[inetstack] The Ephemeral Port Allocator Wastes Memory and is Predictable

[BrianZill]

Description

First the good: catnip's Ephemeral Port allocator uses the correct (RFC 6335 designated) range. And it allocates them in a random fashion (recommended to thwart certain types of attacks).

The bad is that the mechanism it uses to provide the randomization is to put every possible ephemeral port number into a Vec, and then randomly shuffle them. It keeps this Vec around for the life of the system, in order to preserve the random ordering. Since there are 16,384 ephemeral ports, and each consumes 2 bytes, this Vec uses a minimum of 32 KiB of memory, which seems quite wasteful. I suppose that alloc/free can be made quite fast with this scheme, however. alloc() is a simple pop, and free() a simple push.

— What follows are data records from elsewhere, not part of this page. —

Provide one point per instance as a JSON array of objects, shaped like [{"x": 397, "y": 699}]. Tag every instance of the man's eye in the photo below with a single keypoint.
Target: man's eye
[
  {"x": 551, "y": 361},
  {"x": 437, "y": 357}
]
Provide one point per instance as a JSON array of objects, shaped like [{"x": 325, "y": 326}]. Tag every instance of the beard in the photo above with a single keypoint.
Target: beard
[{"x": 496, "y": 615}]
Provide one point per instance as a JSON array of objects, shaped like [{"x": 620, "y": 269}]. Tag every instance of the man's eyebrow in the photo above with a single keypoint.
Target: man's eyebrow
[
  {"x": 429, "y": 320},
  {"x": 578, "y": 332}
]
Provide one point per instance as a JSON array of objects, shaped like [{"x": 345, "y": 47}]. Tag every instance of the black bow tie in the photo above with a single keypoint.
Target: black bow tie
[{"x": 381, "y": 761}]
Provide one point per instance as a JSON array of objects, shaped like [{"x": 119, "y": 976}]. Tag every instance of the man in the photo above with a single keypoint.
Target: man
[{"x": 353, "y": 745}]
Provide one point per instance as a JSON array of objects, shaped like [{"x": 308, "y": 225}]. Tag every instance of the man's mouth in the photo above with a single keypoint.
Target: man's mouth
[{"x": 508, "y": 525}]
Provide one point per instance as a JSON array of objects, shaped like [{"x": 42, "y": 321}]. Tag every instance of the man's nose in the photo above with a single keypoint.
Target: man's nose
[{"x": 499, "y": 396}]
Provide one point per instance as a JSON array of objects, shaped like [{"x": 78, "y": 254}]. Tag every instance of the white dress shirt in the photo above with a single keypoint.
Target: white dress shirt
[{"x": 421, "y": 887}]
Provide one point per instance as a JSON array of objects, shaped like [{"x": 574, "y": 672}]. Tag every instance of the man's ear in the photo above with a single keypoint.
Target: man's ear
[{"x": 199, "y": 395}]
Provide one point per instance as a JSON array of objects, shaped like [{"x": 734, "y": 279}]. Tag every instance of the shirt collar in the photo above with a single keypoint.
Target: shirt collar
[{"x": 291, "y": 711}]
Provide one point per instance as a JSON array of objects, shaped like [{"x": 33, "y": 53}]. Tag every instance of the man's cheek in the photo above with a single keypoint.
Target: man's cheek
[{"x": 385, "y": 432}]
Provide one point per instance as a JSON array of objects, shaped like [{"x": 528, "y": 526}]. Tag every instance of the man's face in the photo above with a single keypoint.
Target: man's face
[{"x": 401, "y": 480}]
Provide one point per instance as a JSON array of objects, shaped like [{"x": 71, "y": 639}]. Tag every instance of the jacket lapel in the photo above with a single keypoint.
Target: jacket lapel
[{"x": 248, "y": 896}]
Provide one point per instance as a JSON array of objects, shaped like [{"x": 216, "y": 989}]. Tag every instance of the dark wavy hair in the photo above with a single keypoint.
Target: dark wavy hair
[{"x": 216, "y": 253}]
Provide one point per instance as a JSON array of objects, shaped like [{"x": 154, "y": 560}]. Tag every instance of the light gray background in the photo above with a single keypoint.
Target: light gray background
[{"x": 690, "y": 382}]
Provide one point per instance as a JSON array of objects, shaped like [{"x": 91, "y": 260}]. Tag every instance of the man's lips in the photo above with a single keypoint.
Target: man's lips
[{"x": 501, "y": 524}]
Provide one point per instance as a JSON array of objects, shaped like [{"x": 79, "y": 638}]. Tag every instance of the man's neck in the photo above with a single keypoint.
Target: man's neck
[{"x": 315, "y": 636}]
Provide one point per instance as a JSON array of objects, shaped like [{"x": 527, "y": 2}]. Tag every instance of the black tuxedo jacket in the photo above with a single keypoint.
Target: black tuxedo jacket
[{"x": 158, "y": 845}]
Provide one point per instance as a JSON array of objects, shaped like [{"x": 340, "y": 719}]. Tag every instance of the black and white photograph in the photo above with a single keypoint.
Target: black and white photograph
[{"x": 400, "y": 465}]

Another problem is that the whole goal of the randomization is to make it hard for an attacker to guess what the next allocated port number will be. But by using a Vec<> (which is used as a stack), the most recently freed port number will be the next allocated port number. Ideally, one should use a Deque<> and pop from the front of the double-ended queue, and push onto the rear. That would keep the next allocated port number unpredictable.

Finally, this method of allocating ephemeral port numbers doesn't take into account that a user could themselves pick an ephemeral port number and bind it to a socket, making that port number "in use". This allocator could then also "allocate" the same port number as this allocator assumes it is the only one handing out ephemeral ports. There needs to be a registry somewhere of which ports are "in use" to avoid this (see related Issue demikernel/demikernel#190).